Monday, June 25, 2007

Gutierrez On Immigration

I'm starting to get a little tired of the immigration debate. It is rapidly becoming the purview of demagogues and cause junkies. Instead of firing off another metaphor laced screed, I'm going to take the lazy bloggy way out and refer instead to what has already been said. Rep. Luis Gutierrez (D-Illinois) on yesterday's Meet The Press eloquently summed up my own beliefs on this topic.
It isn’t amnesty. What it is is a pathway to legalization. We have an immigration system that is broken, that’s a nightmare. It’s a nightmare for American citizens. We saw the specialist missing in Iraq, Jimenez, from Massachusetts. His wife is being deported.

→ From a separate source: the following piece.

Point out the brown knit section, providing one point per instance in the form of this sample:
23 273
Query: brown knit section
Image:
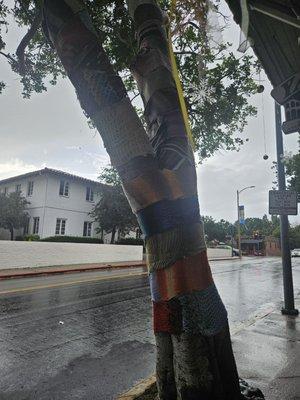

That’s how broken our system is, that those that are on the front line, defending us in the war against terrorism and in Iraq are having their wives deported from the United States of America...Look, it’s a broken system, but I think what we say is, “What are you going to do with the 12 million people?” If you listen to Pat this morning, we have had the most aggressive enforcement in the last 30 years in our interior enforcement, 160,000 people deported this past year. At that rate, it would take us 65 years to rid this nation of all the undocumented workers. It’s not realistic, it’s not humane. It isn’t practical to our national security, or does it secure our economy. The fact is we create, in the United States, this vibrant economy, 400,000 low skill jobs a year, but there’re only 5,000 visas. We eed new workers to keep our economy vibrant and strong.

On yesterday's Georgia Gang, Dick Williams and Phil Kent poo-pooed Stephanie Ramage's assertion that those who would scream "amnesty" are for deportation as a strawman. It certainly had a whiff of hay, but only because the anti-amnesty brigades steadfastly refuse to offer any concrete idea of how they would deal with the 12 million people already here.

We need solutions, not rhetoric and scaremongering. Some people, including President Bush, are attempting to find a way. Others only believe in walls.

3 comments:

Anonymous said...

As a life-long, far-right Republican (no exceptions for abortion, for example), I cannot agree more with Rep. Gutierrez's remarks. Thanks, Grift for posting.

possum said...

Phil Kent is an idiot. Dick Williams ought to put Wilson Smith on the show, but he doesn't have the balls to do it. Wilson would shame those third-grade minds.

Sara said...

POSSUM!!!!! How the hell are ya?!

(Nothing substantive to add, I just am really glad to see a comment from you. We miss ya.)